Nous savons ce que nous défendons, mais nous donnons aussi au monde extérieur le signal que nous portons un regard ouvert sur tous les aspects de la société. Le meeting de clôture était très enthousiasmant. Cela donne de l’oxygène, du carburant pour encore mieux mener la lutte sociale. 

« Je me suis rendu compte que j’avais sous-estimé l’importance de l’écologie »

Danaé Michaux Maimone, 28 ans, Bruxelles, magasinier-vendeuse au Colruyt.

Au tout début, on a présenté le Congrès aux membres du groupe de base. J’ai rédigé une lettre de motivation pour me présenter aux élections. Comme c’est un moment extrêmement important pour le parti, je voulais apporter ma pierre à l’édifice.

J’ai fait des amendements sur le chapitre lié au monde du travail. Cela ne me semblait pas clair. Maintenant, c’est beaucoup mieux. Dès le début, je me suis dit : « Pourrais-je convaincre sur mon lieu de travail avec ces textes ? »

Le Congrès, depuis les élections en groupe de base jusqu’au meeting de clôture, demandait énormément de travail à tous les délégués. Entre l’étude des textes, les amendements à faire, les discussions en Commissions, en séances plénières… Mais ça valait la peine !

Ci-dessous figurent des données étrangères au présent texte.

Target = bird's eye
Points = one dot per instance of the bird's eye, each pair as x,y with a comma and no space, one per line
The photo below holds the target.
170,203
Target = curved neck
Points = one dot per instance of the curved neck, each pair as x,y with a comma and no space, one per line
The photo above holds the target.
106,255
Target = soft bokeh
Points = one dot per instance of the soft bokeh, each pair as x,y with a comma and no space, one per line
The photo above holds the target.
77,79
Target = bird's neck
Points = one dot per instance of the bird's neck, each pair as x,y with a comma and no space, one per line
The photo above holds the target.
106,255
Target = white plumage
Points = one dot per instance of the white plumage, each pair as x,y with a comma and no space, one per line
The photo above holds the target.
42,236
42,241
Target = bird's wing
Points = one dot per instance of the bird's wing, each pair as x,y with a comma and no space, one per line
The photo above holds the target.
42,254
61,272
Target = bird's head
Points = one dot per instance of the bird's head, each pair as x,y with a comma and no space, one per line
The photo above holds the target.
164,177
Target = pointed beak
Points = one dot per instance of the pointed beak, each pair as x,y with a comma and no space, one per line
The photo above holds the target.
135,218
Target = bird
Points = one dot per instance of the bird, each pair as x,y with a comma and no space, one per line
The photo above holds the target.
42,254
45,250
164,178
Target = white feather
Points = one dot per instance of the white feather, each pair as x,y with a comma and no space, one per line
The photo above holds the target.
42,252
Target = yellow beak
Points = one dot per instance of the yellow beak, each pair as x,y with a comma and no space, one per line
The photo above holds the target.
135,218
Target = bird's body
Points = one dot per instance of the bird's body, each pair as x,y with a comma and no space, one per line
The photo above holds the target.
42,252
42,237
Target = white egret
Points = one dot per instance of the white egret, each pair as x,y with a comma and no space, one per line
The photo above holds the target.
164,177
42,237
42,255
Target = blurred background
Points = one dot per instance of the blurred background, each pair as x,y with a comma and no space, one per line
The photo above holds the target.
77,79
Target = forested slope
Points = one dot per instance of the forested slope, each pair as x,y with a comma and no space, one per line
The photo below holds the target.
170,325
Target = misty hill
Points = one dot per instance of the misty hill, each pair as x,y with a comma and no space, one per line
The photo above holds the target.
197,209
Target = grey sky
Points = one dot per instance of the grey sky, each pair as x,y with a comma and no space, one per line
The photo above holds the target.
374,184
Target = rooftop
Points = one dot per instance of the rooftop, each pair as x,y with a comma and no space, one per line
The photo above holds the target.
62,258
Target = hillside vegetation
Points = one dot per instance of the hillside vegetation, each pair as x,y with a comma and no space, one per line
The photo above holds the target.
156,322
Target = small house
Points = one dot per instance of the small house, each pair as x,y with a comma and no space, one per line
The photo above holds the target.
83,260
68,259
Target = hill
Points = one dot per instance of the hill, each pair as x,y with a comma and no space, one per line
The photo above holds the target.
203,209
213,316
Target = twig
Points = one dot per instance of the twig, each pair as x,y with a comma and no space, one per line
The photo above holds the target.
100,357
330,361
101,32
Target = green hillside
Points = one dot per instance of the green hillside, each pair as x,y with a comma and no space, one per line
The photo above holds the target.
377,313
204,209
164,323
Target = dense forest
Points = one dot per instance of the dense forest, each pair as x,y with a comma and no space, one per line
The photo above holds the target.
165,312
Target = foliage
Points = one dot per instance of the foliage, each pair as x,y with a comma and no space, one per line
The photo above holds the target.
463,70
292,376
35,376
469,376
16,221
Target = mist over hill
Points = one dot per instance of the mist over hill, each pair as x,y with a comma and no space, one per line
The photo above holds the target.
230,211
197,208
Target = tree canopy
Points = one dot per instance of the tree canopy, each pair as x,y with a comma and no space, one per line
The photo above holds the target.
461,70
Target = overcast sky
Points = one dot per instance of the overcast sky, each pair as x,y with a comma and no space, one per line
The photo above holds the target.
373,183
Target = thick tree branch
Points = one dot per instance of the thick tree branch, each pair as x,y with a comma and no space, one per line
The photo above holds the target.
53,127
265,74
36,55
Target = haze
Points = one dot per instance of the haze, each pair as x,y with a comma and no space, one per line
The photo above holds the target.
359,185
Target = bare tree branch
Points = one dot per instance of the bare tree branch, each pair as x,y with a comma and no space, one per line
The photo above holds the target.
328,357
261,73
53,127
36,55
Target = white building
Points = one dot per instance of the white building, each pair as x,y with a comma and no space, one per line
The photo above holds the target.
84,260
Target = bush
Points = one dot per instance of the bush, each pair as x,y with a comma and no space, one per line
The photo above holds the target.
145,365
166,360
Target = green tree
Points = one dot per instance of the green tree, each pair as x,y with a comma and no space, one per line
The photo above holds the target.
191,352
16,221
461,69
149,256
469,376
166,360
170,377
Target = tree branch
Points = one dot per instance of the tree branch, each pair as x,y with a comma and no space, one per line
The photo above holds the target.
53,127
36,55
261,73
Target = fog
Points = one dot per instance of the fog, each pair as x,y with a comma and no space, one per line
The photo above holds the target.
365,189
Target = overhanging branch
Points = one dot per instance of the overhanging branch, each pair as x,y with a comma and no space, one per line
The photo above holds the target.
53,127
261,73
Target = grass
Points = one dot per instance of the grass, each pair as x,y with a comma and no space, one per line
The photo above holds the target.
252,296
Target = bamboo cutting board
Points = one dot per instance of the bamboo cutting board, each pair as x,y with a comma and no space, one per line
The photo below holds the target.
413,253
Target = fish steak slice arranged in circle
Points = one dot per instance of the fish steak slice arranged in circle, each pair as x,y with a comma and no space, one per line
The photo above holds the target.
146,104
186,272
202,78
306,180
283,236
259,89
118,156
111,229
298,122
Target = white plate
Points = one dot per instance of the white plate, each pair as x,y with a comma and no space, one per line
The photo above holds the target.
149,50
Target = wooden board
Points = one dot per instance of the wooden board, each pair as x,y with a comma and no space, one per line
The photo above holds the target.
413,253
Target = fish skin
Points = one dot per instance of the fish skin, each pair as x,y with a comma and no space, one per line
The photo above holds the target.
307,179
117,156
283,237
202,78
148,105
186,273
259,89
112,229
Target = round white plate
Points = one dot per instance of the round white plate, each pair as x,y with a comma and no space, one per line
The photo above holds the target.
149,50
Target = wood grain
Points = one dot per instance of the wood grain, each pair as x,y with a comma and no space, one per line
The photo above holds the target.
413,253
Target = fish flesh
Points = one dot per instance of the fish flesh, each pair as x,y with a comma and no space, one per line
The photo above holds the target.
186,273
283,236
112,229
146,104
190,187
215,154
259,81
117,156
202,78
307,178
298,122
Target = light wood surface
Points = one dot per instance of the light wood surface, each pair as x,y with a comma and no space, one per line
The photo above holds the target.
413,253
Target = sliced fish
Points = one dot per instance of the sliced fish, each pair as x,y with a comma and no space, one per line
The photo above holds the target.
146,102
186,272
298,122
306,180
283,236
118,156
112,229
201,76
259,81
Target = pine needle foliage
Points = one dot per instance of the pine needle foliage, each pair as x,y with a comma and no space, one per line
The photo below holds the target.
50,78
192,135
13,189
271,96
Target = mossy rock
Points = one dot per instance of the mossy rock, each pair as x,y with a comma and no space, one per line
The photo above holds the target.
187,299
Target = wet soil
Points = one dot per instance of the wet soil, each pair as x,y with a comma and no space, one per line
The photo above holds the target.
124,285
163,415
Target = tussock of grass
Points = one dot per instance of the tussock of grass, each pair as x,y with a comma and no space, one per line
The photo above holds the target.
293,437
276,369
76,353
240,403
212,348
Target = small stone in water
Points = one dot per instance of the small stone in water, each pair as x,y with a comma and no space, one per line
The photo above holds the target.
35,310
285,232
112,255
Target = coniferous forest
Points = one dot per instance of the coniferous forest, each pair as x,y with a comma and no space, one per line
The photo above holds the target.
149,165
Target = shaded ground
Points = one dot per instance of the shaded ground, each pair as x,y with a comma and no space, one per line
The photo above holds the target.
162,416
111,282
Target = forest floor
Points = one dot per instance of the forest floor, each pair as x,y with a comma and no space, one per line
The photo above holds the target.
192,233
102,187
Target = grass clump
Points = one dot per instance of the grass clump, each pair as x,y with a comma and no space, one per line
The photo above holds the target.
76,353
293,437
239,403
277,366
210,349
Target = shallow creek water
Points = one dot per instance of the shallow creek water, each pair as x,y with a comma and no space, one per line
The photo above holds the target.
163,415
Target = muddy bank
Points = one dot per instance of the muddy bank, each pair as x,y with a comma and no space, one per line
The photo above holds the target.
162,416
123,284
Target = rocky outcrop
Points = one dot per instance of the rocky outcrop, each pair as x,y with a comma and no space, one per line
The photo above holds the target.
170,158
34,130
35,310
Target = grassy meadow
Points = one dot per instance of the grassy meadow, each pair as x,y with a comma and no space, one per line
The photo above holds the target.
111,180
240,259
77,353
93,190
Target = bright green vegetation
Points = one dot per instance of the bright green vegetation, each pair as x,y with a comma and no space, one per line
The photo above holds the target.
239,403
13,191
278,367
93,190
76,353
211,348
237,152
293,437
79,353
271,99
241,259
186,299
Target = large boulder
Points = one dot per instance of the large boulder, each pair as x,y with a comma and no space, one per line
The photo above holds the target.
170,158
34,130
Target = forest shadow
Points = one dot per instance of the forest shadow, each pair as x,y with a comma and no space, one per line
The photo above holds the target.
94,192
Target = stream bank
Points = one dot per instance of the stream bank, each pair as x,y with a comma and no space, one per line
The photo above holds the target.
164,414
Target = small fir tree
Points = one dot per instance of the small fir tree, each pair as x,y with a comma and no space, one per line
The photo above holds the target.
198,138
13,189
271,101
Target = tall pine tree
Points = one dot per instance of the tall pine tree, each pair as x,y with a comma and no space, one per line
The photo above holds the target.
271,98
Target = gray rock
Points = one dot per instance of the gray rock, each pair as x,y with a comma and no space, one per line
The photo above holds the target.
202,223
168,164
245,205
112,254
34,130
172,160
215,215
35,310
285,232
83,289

Ce qui m’a frappée dans les discussions en Commissions, c’est les sujets que d’autres délégués ont amenés alors que je ne m’y étais pas attardée. J’ai dû me creuser la tête pour me faire une opinion, donner mon avis. Sur la place des jeunes, celle des femmes dans le parti, les quotas, etc. C’était très riche.

Je suis très contente de voir que le parti a fait le constat que les ouvriers et les femmes n’occupaient pas assez de postes à responsabilités. Et qu’on allait mettre en œuvre des mesures concrètes pour changer cela. Et je suis heureuse aussi que l’on s’ouvre à d’autres catégories de travailleurs, comme les indépendants ou les agriculteurs. Ils sont touchés de la même manière par les politiques d’austérité que les autres travailleurs. Sinon, on divise le monde du travail, au lieu de l’unifier.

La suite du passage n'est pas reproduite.